Looking to defray the cost of the new iPhone 4S by getting some money for your old iPhone, Android phone, or BlackBerry? Well, you could try selling it on eBay or Craigslist, but more and more people are picking an easier route: companies and stores that exchange your old electronics for cash or credit.
Going the trade-in way means avoiding the hassle of finding a buyer for your old smartphone—but it also involves taking a leap of faith, given that you’ll have to wait days or even weeks after sending off your handset before you see a dime.
Don’t pack up your iPhone or Android device and send it off to a bunch of strangers without taking a gander at these five tips, starting with…
1. Shop around
Don’t just go with the first trade-in service you find on Google.
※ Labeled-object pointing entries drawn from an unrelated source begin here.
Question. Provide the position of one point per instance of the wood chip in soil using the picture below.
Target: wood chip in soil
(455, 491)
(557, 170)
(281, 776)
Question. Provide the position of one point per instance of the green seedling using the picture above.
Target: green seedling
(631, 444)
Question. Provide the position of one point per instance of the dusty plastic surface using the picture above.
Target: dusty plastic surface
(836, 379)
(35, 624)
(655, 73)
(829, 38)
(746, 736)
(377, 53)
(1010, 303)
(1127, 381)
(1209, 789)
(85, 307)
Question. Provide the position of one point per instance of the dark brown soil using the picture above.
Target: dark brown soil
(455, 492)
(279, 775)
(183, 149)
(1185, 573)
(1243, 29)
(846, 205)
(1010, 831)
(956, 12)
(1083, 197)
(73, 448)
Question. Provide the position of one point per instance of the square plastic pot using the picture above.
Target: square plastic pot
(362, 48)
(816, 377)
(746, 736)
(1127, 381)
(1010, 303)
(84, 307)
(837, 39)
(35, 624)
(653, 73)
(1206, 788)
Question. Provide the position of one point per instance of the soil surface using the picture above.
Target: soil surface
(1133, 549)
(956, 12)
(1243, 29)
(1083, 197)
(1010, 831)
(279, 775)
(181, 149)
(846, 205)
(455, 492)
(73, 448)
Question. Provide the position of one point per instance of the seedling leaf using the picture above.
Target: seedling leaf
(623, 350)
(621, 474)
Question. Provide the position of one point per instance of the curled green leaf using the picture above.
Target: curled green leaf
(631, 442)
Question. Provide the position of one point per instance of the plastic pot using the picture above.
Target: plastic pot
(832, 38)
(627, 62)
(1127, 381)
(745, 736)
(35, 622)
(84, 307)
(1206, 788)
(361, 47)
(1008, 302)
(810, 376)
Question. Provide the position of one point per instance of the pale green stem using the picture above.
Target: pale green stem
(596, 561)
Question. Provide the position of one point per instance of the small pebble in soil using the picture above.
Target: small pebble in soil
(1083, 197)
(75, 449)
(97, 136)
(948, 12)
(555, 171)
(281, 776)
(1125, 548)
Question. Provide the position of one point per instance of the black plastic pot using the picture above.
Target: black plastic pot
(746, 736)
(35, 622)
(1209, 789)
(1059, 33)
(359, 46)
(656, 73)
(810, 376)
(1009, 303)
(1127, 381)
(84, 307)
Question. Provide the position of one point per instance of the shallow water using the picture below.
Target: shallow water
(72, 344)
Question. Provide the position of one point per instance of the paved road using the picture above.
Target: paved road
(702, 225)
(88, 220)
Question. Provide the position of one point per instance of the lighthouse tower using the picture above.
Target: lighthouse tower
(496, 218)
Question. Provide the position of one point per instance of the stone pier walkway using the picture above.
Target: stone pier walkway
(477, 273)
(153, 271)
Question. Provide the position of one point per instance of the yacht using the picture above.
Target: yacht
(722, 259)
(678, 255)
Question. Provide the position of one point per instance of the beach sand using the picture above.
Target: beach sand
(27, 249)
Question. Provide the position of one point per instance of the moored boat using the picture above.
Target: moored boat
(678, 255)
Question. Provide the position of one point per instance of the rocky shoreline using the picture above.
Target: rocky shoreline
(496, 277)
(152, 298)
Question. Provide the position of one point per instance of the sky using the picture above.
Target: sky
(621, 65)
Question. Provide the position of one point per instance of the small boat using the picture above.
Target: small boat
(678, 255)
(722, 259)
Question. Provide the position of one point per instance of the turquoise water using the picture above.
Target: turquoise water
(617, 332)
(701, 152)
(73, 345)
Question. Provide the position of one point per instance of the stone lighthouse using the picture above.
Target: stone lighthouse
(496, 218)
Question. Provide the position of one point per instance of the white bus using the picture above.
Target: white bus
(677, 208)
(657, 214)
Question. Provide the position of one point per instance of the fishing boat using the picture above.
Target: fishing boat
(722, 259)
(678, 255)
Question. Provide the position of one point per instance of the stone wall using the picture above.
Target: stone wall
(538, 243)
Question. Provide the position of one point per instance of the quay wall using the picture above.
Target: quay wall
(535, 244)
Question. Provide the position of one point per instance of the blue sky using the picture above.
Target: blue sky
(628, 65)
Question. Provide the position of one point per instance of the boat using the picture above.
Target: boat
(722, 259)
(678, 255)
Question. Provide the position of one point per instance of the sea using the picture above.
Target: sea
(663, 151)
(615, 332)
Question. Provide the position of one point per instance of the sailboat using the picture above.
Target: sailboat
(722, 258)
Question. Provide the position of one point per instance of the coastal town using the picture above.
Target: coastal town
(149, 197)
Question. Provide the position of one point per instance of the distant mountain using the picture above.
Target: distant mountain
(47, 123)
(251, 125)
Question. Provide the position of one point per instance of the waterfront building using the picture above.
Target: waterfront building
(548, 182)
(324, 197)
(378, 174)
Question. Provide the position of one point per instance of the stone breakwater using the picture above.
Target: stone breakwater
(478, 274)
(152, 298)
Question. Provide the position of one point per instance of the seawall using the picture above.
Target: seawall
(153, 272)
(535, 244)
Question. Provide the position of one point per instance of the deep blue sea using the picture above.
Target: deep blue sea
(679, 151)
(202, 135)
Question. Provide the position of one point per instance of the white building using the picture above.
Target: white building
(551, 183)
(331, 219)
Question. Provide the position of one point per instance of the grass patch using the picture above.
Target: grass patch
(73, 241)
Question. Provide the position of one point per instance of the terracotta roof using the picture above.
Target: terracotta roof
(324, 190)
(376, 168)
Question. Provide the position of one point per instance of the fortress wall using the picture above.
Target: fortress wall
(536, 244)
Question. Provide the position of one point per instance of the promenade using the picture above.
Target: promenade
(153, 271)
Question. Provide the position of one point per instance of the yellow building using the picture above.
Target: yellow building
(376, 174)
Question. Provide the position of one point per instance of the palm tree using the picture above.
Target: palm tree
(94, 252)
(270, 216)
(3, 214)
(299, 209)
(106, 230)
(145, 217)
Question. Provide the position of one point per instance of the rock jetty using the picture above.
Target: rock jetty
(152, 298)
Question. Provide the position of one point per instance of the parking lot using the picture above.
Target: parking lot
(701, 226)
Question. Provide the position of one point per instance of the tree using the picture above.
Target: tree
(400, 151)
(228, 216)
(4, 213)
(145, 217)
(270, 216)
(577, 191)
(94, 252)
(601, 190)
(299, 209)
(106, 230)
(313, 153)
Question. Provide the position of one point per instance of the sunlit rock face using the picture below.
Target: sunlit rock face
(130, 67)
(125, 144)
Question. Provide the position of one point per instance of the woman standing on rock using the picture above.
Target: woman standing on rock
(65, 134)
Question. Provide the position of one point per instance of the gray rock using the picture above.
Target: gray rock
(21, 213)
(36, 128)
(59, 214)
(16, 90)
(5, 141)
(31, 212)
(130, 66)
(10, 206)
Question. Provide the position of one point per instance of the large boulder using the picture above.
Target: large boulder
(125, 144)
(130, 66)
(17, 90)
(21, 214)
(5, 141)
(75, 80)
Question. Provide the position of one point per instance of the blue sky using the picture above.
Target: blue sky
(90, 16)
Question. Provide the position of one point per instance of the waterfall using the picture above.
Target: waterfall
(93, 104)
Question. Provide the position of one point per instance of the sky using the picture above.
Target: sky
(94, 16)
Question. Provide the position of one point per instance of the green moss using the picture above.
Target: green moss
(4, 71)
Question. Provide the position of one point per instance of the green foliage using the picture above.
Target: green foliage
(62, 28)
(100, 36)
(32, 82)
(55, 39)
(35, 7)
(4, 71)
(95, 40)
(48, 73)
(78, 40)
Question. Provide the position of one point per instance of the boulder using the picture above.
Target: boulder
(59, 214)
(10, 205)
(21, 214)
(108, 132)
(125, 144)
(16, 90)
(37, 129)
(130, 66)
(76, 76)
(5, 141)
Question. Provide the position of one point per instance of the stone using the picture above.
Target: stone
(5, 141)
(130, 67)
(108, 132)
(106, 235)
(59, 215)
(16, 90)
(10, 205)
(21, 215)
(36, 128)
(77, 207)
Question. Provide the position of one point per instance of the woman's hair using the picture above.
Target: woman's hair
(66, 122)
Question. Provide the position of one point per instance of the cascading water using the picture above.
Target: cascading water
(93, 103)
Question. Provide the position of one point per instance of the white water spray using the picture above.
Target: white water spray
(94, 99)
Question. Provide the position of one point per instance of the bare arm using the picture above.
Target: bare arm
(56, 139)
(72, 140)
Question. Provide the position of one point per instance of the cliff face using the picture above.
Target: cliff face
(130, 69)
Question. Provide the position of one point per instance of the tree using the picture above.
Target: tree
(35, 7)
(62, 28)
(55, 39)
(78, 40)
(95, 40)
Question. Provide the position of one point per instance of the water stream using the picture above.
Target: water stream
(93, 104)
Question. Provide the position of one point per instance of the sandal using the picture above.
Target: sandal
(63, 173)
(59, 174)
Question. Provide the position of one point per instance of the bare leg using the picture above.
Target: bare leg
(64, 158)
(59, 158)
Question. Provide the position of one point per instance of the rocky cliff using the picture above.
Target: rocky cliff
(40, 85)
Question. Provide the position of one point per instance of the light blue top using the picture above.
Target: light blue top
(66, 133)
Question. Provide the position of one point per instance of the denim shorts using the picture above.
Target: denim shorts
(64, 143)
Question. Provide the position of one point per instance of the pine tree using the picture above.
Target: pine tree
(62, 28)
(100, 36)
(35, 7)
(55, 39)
After checking out just a few online trade-in sites, I found offers for a 16GB iPhone 4 in good condition ranging from about $150 to more than $260. Doing just a little extra legwork can really pay off.
2. Don’t forget the charger
The trade-in value for your phone will go up a notch if you include its original power cord—not a lot, mind you, but every little bit counts.
3. Wipe your phone before you hand it over
Some trade-in services promise that they’ll erase all the personal data on your phone as soon as they receive it, but don’t take their word for it. Make sure to wipe your phone’s memory completely before you drop it in the mail or hand it over to a clerk; here’s how to do it.
4. Read the fine print
So, you sent your phone in to a trade-in center, they looked it over, and they don’t agree with your judgement that it’s in “good” condition—and indeed, they may even decide that your old phone is worthless. What happens next?
Well, some trade-in companies will give you the chance to back out of the deal and ask for your phone back. Others, however, have more of a “sorry, you’re out of luck” policy—meaning that once you’ve sent them your phone, you’ll never get it back, even if they decide its value is zilch.
So, how can you make sure you’re dealing with one of the good guys? Simple: read the fine print, and make sure the trade-in company you’re considering will return your phone if you can’t agree on a price.
5. Go to the trade-in counter in person
If you’re really paranoid about falling victim to a disreputable trade-in company (and based on the number of horror stories I’ve heard, you’re probably not being paranoid), you might want to trade in your phone at an actual store rather than dropping it in the mail. That way, you can get an instant quote from a real person—and if you don’t like the quote, just take your phone back and leave.